Tuesday, November 4, 2008

Is Hope Moving the Market?

The stock market is up today and so is the Treasury. Usually stocks and bonds move opposite each other. The idea is that when stocks are down, investors are willing to hold Treasuries with lower yields (i.e. higher prices) b/c they don’t want to hold stocks. This inverse relationship is why some investors maintain a balanced portfolio to reduce volatility.

It’s certainly not a rule that stocks and bonds must move inverse of each other. There could be any number of reasons.

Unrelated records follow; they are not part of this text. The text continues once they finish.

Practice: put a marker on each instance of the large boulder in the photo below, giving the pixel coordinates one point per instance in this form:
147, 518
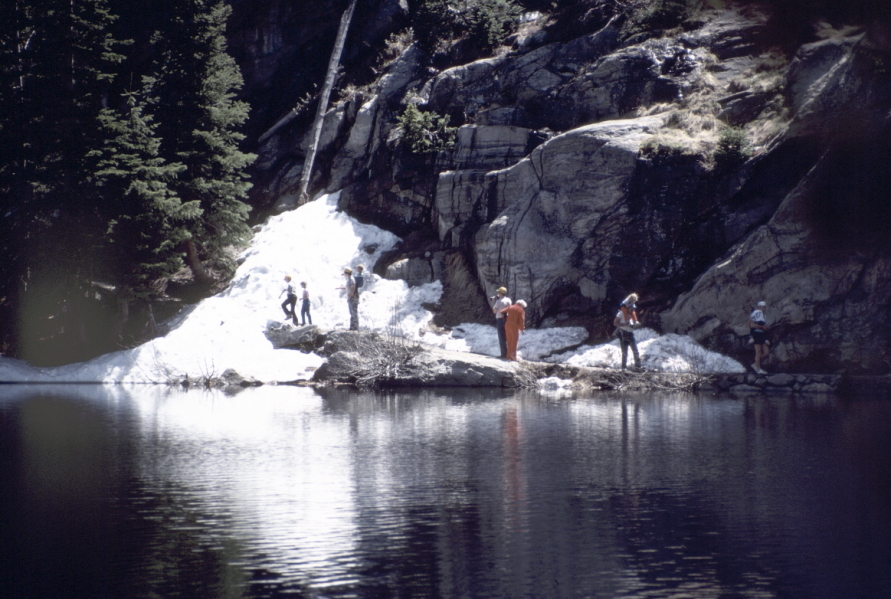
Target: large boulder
368, 359
565, 211
821, 263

I am not knowledgeable enough to tell you what the real reasons are, so I’ll give you a blatantly political guess. Investors are considering the effects of the possibility of Obama winning the election. They think that his policies will improve the economy though domestic spending initiatives aimed at the working poor. They think he will be able to rein in federal spending and reduce the budget deficit, which would result in lower interest rates (i.e. higher bond prices). So, in this story, people foresee better times and it’s driving up stocks and bonds together.

That story is about as logical as typical Wall Street Journal Op-Ed page piece, except it’s coming from the left and I admit it’s just a guess. I really have no idea whether today’s small market fluctuations having anything to do with politics. The fact that this story is plausible to me and hopefully others shows that expectations for Obama (if elected) and the new Congress are incredibly high.